Does go() enforce proper use of shared/immutable when passing data to the scheduled "go routine"?

It goes with the same API as we have for threads - a delegate, so sharing becomes user's responsibility. I may add function + args for better handling of resources passed to the lambda.

Finally, in the case of web applications, in my opinion the better approach for using multiple CPU cores is *usually* by running multiple *processes* in parallel, as opposed to multiple threads within a single process. Of course, every application is different and there is no one-size-fits-all approach.

There we differ, not only load balancing is simpler within a single application but also processes are more expansive. Current D GC situation kind of sucks on multithreaded workloads but that is the only reason to go multiprocess IMHO.

The GC/malloc is the main reason why this is mostly false in practice, but it extends to any central contention source within the process - yes, often you can avoid that, but often that takes a lot of extra work and processes sidestep that issue in the first place.

As is observable from the look on other languages and runtimes malloc is not the bottleneck it used to be. Our particular version of GC that doesn't have thread caches is a bottleneck.

malloc() will also always be a bottleneck with the right load. Just the n times larger amount of virtual address space required may start to become an issue for memory heavy applications. But even if ignore that, ruling out using the existing GC doesn't sound like a good idea to me.

The existing GC is basically 20+ years old, ofc we need better GC and thread cached allocation solves contention in multi-threaded environments. Alternative memory allocator is doing great on 320 core machines. I cannot tell you which allocator that is or what exactly these servers are. Though even jemalloc does okayish.

And the fact is that, even with relatively mild GC use, a web application will not scale properly with many cores.

Only partially agree, Java's GC handles load just fine and runs faster than vibe.d(-light). It does allocations on its serving code path.

Also, in the usual case where the threads don't have to communicate with each other (apart from memory allocation synchronization), a separate process per core isn't any slower - except maybe when hyper- threading is in play, but whether that helps or hurts performance always depends on the concrete workload.

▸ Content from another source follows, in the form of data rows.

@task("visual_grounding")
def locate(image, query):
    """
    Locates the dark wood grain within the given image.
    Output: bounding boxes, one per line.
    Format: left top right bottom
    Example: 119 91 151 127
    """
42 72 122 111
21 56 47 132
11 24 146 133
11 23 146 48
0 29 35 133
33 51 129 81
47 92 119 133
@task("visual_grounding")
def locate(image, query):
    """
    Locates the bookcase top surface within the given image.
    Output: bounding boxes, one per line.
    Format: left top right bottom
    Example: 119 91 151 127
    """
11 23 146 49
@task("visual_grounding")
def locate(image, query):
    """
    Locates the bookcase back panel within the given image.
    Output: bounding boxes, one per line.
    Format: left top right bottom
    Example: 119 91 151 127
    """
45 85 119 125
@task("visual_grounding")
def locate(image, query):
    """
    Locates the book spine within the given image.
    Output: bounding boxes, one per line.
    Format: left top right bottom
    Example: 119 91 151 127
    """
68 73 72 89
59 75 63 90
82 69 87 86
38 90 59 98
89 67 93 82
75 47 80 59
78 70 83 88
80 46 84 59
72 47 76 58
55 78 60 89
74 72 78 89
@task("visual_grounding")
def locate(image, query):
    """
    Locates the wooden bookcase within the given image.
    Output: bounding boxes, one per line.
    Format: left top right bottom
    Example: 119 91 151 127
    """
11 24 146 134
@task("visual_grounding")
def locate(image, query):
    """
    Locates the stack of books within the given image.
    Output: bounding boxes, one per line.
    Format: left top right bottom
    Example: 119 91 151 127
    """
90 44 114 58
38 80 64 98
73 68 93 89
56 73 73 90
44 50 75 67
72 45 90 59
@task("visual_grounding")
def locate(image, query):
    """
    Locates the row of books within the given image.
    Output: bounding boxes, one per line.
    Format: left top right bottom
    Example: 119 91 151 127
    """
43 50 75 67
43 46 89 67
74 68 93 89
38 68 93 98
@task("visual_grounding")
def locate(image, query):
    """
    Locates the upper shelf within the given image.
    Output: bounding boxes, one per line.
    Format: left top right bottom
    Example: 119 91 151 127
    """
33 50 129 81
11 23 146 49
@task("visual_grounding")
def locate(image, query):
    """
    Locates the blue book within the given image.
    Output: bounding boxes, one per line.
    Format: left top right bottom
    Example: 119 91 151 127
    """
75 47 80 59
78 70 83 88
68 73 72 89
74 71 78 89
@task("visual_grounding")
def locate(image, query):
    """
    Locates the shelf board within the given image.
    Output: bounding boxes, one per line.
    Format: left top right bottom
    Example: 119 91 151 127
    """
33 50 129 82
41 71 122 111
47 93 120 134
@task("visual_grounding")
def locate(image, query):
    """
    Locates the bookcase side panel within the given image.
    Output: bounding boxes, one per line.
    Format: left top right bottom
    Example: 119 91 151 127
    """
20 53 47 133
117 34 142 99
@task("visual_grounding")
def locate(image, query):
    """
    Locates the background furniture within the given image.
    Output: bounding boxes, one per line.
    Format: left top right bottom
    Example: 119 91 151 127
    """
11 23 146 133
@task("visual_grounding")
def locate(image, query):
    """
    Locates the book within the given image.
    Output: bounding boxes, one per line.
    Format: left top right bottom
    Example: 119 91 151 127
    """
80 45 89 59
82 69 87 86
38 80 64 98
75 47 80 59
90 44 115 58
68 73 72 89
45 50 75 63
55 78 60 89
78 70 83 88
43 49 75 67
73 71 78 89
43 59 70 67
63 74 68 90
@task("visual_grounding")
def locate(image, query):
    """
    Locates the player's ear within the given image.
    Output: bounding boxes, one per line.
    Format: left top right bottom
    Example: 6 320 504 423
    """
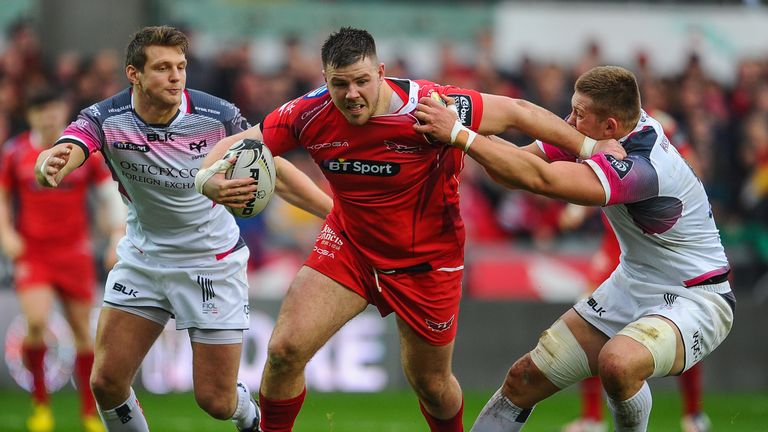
603 117 621 139
125 65 139 84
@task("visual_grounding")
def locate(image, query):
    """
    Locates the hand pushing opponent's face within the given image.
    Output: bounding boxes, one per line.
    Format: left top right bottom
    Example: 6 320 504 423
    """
323 57 384 126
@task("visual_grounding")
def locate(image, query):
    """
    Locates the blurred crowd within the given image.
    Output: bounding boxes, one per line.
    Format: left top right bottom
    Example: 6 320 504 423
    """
0 21 768 290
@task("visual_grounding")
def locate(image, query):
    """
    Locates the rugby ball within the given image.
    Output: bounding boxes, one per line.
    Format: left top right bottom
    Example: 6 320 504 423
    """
224 139 276 218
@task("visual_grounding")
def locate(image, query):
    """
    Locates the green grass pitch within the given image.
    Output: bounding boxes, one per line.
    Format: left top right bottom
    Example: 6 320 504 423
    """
0 390 768 432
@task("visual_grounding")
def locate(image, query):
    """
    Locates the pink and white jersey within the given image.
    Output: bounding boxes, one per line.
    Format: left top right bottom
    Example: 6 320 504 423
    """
540 112 729 286
261 78 483 269
57 89 249 265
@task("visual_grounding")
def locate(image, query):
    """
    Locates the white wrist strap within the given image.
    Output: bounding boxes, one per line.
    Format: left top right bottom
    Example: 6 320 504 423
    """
195 159 232 194
40 155 51 177
451 119 477 153
579 136 597 159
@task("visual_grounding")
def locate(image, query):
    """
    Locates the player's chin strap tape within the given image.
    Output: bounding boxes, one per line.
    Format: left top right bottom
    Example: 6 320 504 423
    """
195 159 232 194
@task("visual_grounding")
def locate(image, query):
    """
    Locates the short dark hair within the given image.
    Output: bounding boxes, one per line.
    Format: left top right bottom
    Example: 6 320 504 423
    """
573 66 640 127
321 27 377 68
125 26 189 70
24 85 65 109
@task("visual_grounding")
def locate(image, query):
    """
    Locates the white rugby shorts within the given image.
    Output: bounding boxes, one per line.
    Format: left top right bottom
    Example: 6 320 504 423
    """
573 267 733 370
104 241 250 330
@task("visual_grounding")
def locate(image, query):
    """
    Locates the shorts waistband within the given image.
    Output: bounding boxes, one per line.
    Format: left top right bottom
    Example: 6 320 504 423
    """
688 281 731 294
376 262 433 274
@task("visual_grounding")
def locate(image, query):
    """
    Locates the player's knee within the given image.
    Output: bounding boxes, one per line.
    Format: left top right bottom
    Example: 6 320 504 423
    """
267 338 309 371
503 354 541 398
90 367 130 401
597 346 638 399
532 320 592 389
195 392 235 420
27 319 46 341
408 374 454 406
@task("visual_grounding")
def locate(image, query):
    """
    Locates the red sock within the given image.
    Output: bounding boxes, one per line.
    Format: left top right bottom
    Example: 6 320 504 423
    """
678 364 701 415
75 351 96 415
21 345 48 405
581 376 603 421
419 399 464 432
259 388 307 432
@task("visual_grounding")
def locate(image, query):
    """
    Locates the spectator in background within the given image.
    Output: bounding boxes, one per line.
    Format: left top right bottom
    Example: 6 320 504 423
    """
0 88 125 432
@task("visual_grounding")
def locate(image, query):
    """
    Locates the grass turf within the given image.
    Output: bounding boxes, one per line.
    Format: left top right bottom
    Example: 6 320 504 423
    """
0 390 768 432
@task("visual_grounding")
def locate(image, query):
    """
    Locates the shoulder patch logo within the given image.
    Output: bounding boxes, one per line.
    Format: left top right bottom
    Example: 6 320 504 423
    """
303 86 328 99
448 94 472 128
605 154 633 179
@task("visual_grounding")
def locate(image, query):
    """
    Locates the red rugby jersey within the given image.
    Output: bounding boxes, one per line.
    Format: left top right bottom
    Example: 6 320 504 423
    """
261 78 483 269
0 132 111 247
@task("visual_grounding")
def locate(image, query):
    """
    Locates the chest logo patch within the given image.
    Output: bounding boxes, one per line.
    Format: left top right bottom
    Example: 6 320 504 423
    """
322 159 400 177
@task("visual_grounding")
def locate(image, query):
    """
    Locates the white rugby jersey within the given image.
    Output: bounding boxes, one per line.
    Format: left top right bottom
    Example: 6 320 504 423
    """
56 88 250 265
541 112 729 286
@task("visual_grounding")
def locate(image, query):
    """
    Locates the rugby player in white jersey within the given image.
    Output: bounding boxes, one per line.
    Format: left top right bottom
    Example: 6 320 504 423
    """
415 66 736 432
35 26 332 431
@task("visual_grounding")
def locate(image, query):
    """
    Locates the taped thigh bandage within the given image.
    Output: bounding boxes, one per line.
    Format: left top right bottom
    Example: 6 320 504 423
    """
531 319 592 389
617 317 677 377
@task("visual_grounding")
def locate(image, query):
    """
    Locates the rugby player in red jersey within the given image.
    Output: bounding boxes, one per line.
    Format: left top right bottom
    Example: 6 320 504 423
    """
0 88 125 432
201 27 623 432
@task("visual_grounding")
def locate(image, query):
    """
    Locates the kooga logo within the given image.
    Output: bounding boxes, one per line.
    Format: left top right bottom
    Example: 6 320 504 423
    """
323 159 400 177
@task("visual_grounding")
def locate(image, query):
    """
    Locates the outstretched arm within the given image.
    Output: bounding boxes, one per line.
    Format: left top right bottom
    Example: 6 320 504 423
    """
414 93 627 159
35 143 85 187
0 186 24 260
468 133 606 206
275 157 333 219
417 107 605 205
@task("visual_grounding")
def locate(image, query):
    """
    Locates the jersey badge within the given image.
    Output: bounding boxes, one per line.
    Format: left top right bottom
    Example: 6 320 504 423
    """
384 140 421 153
605 154 633 180
302 86 328 99
448 94 472 128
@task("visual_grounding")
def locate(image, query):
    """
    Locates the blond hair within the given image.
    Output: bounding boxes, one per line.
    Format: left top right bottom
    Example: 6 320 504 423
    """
573 66 640 128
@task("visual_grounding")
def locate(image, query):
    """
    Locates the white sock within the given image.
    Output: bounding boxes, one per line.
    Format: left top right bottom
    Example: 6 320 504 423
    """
471 389 533 432
232 381 259 429
100 387 149 432
608 382 653 432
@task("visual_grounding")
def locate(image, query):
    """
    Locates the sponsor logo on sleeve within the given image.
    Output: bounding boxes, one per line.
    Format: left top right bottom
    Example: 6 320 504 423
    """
448 94 472 128
605 155 633 179
424 315 456 333
303 86 328 99
112 141 149 153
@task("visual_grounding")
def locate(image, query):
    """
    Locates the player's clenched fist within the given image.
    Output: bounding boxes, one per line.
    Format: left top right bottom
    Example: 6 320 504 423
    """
35 144 74 187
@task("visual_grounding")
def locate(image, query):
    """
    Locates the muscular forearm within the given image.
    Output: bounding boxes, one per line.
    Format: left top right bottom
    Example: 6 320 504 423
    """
478 94 584 155
275 157 333 219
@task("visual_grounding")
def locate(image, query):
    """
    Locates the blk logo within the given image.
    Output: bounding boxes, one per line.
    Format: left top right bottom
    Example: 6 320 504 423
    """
147 132 176 142
197 276 216 303
587 297 605 317
112 282 139 298
424 315 456 333
115 404 133 424
189 140 208 154
664 293 679 308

The fact that context switch has to drop all of virtual address spaces does add a bit of overhead. Though to be certain of anything there better be a benchmark.

There is no context switch involved with each process running on its own core.

Yeah, pinning down cores works, I stand corrected.

Separate process also have the advantage of being more robust and enabling seamless restarts and updates of the executable. And they facilitate an application design that lends itself to scaling across multiple machines.

Then give me the example code to run multiple vibe.d in parallel processes (should be simillar to runDist) and we can compare approaches. For all I know it could be faster then multi-threaded vibe.d-light. Also honestly if vibe.d's target is multiple processes it should probably start like this by default.

Again, the "default" is a high-level issue and none of vibe-core's business. The simplest way to have that work is to use `HTTPServerOption.reusePort` and then start as many processes as desired.

So I did just that. To my surprise it indeed speeds up all of my D server examples.
The speed ups are roughly:

On vibe-http-light:
8 cores 1.14
12 cores 1.10
16 cores 1.08
24 cores 1.05
32 cores 1.06
48 cores 1.07

On vibe-http-classic:
8 cores 1.33
12 cores 1.45
16 cores 1.60
24 cores 2.54
32 cores 4.44
48 cores 8.56

On plain photon-http:
8 cores 1.15
12 cores 1.10
16 cores 1.09
24 cores 1.05
32 cores 1.07
48 cores 1.04

We should absolutely tweak vibe.d TechEmpower benchmark to run vibe.d as a process per core! As far as photon-powered versions go I see there is a point where per-process becomes less of a gain with more cores, so I would think there are 2 factors at play one positive and one negative, with negative being tied to the number of processes.

Lastly, I have found opportunities to speed up vibe-http even without switching to vibe-core-light. Will send PRs.